Runner #41

aldanor · 2020-11-28T20:15:33Z

@nbigaouette This is somewhat WIP in that if this is deemed acceptable, then some docs should be added, things may be cleaned up a bit etc, but it's fully functional. Basically I wanted to push this asap to see what you think.

On tiny examples it reduces the total runtime from 15us to 8us. Pretty much 100% of that time is now being spent within ONNX C API.
For big examples, I think this would be handy as well since it allows to avoid both copying the inputs and avoids allocations for the outputs.
There's no more tracing calls on the hot path (since there's no drops).
There's Default currently required for output type. As long as we're sure we'll never use strings, might add a Copy to the element type requirements and then Default can be dropped (so that the output array can be zero-initialized).

Can be used like this:

let mut runner = session.make_runner(input_arrays).with_output::<f32, Ix3>()?;
runner.execute()?; // no allocations to generate outputs, no copying of inputs
dbg!(&runner.outputs()[0]);
*(&mut runner.inputs()[0]) *= 2.0f32; // modify the inputs without copying or allocation
runner.execute()?; // no allocations, no copying
dbg!(&runner.outputs()[0]);

aldanor · 2020-12-26T18:14:51Z

@nbigaouette Any thoughts about this? This has been been open for a month now...

nbigaouette · 2020-12-26T18:36:00Z

Sorry about the delay, personal time is quite short these days and was hopping holidays would make things easier.

I'm taking a look right now.

nbigaouette · 2020-12-26T18:50:24Z

Love the zero copy aspects. Right now if I understand correctly an addition to the API allows this zero-copy.
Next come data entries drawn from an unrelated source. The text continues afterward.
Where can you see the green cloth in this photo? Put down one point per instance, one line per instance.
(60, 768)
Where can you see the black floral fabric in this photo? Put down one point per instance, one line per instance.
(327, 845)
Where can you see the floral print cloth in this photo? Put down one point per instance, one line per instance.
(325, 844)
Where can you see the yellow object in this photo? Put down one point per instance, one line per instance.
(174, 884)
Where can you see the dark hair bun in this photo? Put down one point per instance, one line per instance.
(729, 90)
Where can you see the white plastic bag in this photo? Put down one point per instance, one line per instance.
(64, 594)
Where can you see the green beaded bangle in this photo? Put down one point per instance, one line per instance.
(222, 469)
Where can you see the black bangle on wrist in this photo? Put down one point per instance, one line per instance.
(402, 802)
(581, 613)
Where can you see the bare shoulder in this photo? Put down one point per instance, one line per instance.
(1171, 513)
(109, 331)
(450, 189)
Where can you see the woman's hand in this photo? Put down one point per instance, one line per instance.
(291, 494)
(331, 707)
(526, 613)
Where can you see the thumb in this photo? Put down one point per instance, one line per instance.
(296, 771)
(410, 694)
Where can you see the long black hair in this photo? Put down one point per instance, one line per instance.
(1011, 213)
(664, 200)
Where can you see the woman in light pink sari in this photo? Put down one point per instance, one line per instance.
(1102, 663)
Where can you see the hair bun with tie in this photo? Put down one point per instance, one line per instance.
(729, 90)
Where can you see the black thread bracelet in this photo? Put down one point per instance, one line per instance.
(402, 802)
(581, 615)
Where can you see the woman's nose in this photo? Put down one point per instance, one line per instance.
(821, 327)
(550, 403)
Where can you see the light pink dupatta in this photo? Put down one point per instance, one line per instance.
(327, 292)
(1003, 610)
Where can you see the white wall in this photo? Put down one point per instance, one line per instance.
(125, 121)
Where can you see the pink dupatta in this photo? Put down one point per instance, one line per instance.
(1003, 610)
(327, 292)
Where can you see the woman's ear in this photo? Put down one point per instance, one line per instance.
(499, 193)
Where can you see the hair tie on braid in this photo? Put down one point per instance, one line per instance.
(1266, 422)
I would like to have a single API instead and thus get rid of the original one. I'll play around a bit with the new one.

nbigaouette · 2020-12-26T18:51:13Z

The zero-copy aspect is issue #11.

aldanor · 2020-12-26T19:07:08Z

Yea, this was kind of the main point. In my use case it's absolutely prohibiting to spend any time (even if it's microseconds) on either cloning arrays, re-validating what's already been validated or doing any ffi calls aside from the actual execute().

I've added it as a separate API so as not to touch the original one but I think it does fully cover the original one at least in the single-threaded case. Note that this is not thread-safe (I think) as it holds pointers to some mutable arrays that you are supposed to fill out. You would probably have to create one runner per thread if you wanted MT (#38)?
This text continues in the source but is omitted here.